During his pro club career, Dubuisson scored at least 50 points in a single French League game, on five occasions. His career-high for most points scored in a single French League game, was 55 points scored in a game against ASPO Tours, in 1989. He ended his club playing career as the French League's all-time leader in career total points scored, with 19,013.

==National team career==
Dubuisson made his debut with the senior French national team in 1974, at the age of 16. As a member of the senior French national team, Dubuisson competed at the men's basketball tournament, at the 1984 Los Angeles Summer Olympics.
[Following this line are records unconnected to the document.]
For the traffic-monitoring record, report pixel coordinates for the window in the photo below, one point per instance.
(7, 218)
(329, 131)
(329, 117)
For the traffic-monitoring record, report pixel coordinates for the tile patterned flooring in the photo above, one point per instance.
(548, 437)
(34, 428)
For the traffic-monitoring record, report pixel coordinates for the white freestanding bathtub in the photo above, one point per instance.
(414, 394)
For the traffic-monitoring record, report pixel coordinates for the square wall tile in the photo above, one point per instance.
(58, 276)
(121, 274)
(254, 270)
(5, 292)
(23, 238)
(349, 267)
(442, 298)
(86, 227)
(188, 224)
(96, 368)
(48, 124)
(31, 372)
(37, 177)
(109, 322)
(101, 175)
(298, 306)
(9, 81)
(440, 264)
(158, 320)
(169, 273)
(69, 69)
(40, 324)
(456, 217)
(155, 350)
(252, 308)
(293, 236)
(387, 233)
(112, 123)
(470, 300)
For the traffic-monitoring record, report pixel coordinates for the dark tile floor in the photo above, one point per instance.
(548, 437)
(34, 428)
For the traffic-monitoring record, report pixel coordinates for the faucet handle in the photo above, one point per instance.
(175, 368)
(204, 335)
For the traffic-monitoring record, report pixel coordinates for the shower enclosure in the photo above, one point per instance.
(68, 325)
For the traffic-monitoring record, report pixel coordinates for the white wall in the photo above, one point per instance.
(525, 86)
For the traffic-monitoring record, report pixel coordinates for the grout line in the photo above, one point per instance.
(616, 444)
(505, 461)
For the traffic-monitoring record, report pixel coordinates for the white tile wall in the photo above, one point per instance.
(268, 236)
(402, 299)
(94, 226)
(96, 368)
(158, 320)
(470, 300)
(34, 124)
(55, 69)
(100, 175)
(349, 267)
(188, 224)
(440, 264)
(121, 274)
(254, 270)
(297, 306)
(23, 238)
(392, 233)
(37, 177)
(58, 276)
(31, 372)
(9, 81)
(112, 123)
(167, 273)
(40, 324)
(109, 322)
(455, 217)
He also represented France at the 1986 FIBA World Championship. In addition to that, he also played with France at 7 FIBA EuroBasket tournaments.
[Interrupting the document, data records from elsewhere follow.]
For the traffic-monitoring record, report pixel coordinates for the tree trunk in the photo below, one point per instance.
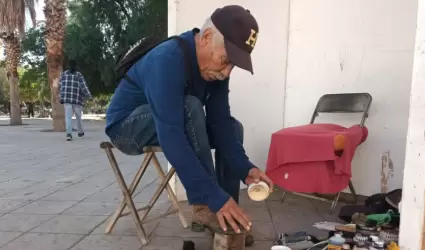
(55, 14)
(54, 70)
(13, 53)
(15, 107)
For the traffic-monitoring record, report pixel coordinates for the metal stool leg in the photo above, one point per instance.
(171, 194)
(132, 188)
(127, 197)
(157, 194)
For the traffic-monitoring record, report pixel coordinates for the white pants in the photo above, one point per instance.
(69, 110)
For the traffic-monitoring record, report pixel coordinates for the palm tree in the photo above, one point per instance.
(12, 28)
(55, 14)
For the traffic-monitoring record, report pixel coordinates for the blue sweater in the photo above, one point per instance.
(161, 79)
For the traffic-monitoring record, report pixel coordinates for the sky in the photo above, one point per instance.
(40, 16)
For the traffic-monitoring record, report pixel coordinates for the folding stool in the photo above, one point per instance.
(139, 220)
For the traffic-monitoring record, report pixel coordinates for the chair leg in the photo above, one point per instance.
(334, 203)
(158, 192)
(353, 192)
(282, 198)
(132, 188)
(171, 194)
(127, 197)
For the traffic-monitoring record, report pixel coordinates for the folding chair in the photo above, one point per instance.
(139, 220)
(340, 103)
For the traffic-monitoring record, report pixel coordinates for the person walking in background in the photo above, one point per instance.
(30, 109)
(73, 93)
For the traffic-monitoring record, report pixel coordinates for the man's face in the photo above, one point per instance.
(213, 61)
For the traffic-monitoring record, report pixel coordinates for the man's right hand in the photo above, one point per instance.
(233, 214)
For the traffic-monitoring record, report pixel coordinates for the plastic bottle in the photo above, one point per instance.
(336, 242)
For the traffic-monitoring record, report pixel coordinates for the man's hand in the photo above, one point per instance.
(233, 214)
(255, 175)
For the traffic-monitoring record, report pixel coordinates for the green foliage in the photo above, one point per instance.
(97, 31)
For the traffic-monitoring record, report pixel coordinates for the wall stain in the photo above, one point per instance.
(387, 171)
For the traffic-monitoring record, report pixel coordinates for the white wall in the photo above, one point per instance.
(412, 207)
(355, 46)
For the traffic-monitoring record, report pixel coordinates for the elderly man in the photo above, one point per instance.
(151, 107)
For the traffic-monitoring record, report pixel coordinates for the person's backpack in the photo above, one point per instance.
(125, 60)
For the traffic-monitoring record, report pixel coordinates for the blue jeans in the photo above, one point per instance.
(69, 110)
(138, 131)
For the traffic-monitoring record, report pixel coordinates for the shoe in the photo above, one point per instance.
(203, 218)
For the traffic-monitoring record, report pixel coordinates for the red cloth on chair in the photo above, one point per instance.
(303, 159)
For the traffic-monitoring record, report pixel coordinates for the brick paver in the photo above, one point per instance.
(57, 195)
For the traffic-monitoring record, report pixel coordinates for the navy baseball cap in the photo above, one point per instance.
(240, 31)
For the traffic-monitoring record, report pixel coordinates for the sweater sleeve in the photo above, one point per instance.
(165, 80)
(222, 125)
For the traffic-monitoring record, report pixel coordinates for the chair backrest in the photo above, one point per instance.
(344, 103)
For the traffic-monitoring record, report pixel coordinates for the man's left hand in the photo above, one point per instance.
(255, 175)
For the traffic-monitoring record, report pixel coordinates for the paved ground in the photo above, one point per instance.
(56, 195)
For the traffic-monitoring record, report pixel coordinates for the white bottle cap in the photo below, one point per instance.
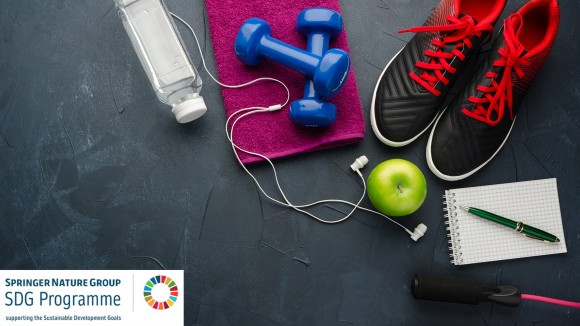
(190, 109)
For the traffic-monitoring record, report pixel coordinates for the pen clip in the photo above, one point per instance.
(534, 237)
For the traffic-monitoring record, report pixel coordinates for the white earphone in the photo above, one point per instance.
(358, 164)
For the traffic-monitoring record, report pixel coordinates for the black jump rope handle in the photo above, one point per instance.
(463, 290)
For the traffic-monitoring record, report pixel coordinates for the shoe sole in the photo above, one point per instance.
(374, 122)
(463, 176)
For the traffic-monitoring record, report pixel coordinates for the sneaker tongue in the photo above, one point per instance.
(516, 29)
(461, 15)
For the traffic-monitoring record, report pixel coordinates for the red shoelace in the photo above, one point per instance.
(461, 30)
(497, 94)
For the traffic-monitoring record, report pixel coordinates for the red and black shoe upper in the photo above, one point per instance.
(478, 122)
(412, 87)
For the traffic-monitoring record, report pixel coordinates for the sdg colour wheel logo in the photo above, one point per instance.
(160, 292)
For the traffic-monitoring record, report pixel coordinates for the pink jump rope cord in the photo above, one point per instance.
(551, 300)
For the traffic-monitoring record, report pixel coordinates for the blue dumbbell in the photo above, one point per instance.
(319, 25)
(328, 72)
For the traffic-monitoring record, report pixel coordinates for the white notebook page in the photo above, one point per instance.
(533, 203)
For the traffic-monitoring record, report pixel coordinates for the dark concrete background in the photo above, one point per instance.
(96, 174)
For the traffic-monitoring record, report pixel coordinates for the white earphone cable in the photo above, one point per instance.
(253, 110)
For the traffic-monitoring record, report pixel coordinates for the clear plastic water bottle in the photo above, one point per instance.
(163, 56)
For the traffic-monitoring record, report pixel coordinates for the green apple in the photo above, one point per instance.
(397, 187)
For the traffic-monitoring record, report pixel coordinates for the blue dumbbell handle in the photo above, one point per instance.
(289, 55)
(316, 44)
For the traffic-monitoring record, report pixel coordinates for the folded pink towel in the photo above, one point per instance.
(273, 134)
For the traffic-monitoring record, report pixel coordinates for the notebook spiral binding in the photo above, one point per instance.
(452, 228)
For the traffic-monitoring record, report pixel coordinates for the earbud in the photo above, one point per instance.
(419, 231)
(359, 163)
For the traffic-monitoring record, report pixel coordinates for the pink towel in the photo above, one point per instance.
(273, 134)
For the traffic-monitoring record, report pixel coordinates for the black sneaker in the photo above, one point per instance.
(474, 127)
(414, 83)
He played at the following EuroBasket tournaments: the 1977 EuroBasket, the 1979 EuroBasket, the 1981 EuroBasket, the 1983 EuroBasket, the 1985 EuroBasket, the 1987 EuroBasket, and the 1989 EuroBasket. He retired from the senior French national team as its all-time career leader in both caps (games played) with 259, and in total points scored, with 3,916.
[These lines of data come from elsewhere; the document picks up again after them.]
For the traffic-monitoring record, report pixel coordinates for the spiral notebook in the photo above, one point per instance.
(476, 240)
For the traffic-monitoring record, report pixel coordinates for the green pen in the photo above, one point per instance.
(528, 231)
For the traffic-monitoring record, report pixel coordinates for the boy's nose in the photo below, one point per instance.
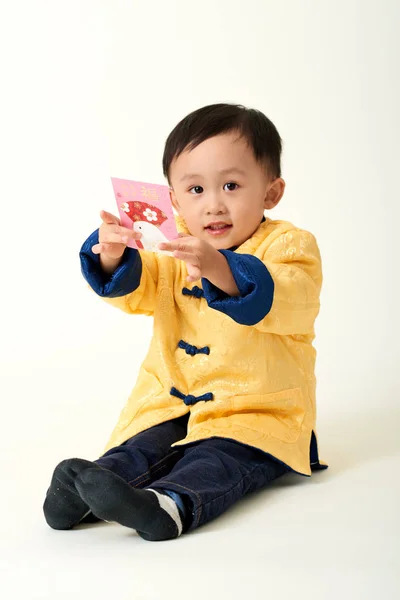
(216, 205)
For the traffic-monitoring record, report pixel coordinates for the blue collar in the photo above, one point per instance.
(236, 247)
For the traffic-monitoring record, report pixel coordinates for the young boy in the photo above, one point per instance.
(225, 399)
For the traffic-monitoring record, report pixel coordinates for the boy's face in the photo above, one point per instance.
(221, 191)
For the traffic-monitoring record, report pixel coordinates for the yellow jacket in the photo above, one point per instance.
(261, 376)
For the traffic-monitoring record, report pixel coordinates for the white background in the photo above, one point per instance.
(91, 89)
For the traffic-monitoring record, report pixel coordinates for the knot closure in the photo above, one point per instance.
(189, 399)
(195, 291)
(192, 350)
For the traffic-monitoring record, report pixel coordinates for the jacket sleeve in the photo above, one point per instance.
(278, 293)
(133, 285)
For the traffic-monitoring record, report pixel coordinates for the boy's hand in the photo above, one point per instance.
(113, 239)
(200, 257)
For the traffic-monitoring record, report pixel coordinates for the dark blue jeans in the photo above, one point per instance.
(209, 475)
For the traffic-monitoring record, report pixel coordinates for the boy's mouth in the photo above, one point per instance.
(218, 228)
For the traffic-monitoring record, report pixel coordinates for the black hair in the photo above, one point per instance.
(209, 121)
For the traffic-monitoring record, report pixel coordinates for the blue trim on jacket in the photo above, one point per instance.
(124, 280)
(255, 285)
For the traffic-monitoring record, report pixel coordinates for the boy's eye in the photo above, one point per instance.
(197, 189)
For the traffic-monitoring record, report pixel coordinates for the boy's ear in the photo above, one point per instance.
(274, 193)
(174, 200)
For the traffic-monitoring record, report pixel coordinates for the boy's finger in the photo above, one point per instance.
(109, 218)
(129, 233)
(173, 245)
(187, 257)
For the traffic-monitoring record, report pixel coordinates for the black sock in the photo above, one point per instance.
(153, 515)
(63, 507)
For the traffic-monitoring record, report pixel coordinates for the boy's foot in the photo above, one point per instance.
(155, 516)
(63, 507)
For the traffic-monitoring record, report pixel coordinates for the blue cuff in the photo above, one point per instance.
(124, 280)
(254, 283)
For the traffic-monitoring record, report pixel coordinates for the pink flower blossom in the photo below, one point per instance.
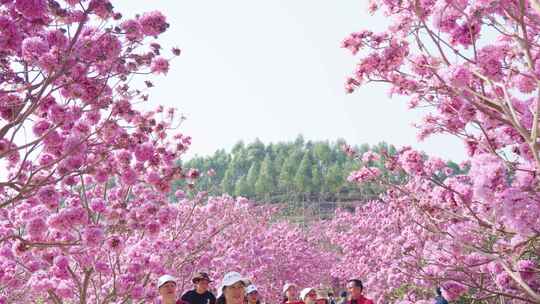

He also holds the senior French national team's all-time record for the most points scored in a single game. On 21 November 1985, Dubuisson scored 51 points, in a 1986 FIBA World Championship Qualification game against Greece.

==Coaching career==
After he retired from playing pro basketball, Dubuisson worked as a basketball coach. He was the head coach of the French clubs Montpellier (1996–1997), Antibes (1997–1999), and SLUC Nancy (1999–2001).

==Personal life==
Dubuisson was involved in a traffic accident on 10 May 2001. He was hit by a motorcycle near his home. As a result of the accident, he spent several months in a coma, and had two years of intensive rehab therapy. In 2005, he married the French-Bulgarian women's basketball player Madlena Staneva.

His biography, Hervé Dubuisson, a Life in Suspension, was published in October 2015. In 2017, a movie about Dubuisson was made. It is named The White Man Who Jumps Above Buildings. His nephew, Victor Dubuisson, is a professional golfer.

In 2024, Dubuisson was decorated with the Legion of Honour.